El clima de la Tierra tiene una verdadera, si bien pequeña, oportunidad de ser salvado: por primera vez, Estados Unidos, uno de los principales contaminantes del mundo, aceptó, bajo la presidencia de Barack Obama, fijar objetivos de reducción de emisiones de gases de efecto invernadero.
Los siete países más industrializados del mundo y Rusia, el G8, acordaron este miércoles por primera vez ambiciosos objetivos de protección del clima, en la cumbre que el grupo celebra en la ciudad italiana de L’Aquila. En particular, establecieron un límite de dos grados Celsius al aumento de la temperatura global en comparación con el período preindustrial.
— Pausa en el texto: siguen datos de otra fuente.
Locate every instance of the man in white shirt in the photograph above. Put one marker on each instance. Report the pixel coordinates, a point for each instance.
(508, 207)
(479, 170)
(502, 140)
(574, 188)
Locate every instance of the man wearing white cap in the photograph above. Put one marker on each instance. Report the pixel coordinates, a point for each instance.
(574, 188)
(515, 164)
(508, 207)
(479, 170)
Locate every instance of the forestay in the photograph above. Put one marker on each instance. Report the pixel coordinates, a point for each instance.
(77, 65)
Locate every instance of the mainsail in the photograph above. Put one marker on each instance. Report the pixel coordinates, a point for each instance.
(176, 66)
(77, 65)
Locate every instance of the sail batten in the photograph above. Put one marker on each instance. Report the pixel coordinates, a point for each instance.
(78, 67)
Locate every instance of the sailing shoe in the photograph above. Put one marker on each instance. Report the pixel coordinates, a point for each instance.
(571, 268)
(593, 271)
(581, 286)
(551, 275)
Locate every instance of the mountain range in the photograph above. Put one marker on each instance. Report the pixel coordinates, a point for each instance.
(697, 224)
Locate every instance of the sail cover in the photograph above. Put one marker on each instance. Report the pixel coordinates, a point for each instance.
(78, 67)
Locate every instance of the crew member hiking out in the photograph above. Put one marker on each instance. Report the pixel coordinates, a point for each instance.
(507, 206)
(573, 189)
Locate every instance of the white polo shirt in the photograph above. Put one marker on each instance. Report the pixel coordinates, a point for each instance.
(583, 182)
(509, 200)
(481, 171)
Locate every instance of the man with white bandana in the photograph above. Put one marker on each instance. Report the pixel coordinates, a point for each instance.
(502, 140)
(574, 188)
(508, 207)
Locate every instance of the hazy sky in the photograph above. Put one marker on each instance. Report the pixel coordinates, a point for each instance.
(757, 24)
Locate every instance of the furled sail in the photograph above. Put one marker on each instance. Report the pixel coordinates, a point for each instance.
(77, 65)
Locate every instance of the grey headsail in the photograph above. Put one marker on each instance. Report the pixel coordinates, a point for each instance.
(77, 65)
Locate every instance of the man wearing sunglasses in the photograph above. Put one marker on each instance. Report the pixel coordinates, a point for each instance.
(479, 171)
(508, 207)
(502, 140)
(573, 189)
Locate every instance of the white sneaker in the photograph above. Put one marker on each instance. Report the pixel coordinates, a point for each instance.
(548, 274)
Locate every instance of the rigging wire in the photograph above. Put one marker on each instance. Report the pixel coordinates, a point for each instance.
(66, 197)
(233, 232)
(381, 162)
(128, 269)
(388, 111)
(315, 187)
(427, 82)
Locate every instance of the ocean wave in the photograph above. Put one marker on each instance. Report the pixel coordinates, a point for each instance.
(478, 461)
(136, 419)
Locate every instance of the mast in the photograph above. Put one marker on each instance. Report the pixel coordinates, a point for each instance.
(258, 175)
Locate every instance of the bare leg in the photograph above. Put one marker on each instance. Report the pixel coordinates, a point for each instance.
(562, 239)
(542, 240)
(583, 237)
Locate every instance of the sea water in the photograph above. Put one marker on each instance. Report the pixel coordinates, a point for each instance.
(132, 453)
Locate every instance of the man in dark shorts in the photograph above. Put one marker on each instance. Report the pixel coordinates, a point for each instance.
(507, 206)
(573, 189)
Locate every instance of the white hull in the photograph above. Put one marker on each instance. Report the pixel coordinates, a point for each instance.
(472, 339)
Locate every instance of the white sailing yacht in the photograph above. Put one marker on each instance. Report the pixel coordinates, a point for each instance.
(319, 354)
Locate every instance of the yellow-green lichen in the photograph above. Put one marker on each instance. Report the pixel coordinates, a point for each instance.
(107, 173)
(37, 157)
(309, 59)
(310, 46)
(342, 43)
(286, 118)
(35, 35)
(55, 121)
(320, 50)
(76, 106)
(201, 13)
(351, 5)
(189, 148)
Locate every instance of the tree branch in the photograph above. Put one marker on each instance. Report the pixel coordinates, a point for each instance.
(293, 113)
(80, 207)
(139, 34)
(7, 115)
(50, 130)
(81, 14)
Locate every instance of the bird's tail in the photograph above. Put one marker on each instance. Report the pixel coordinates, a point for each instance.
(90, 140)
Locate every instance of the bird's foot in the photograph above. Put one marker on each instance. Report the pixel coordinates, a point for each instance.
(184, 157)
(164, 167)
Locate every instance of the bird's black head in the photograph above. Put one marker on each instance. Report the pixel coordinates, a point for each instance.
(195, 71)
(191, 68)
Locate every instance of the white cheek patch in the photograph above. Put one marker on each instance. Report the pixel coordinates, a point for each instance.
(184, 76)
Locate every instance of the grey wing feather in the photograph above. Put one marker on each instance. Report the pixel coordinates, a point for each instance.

Esto sigue la línea de las advertencias científicas de que si la temperatura promedio de la Tierra aumenta más que dos grados Celsius, se producirán cambios catastróficos de los patrones climáticos mundiales y aumentarán los fenómenos extremos como las tormentas, las inundaciones, las sequías y el hambre.
Sin embargo, si las promesas se hacen realidad dependerá de si los jefes de Estado y gobierno del G8 (Estados Unidos, Alemania, Francia, Reino Unido, Italia, Canadá, Japón y Rusia) pueden convencer a sus pares de economía emergentes como China, India y Brasil de tomar también compromisos. Estas naciones quieren que los países del G8 les brinden ayudas multimillonarias para la protección del clima.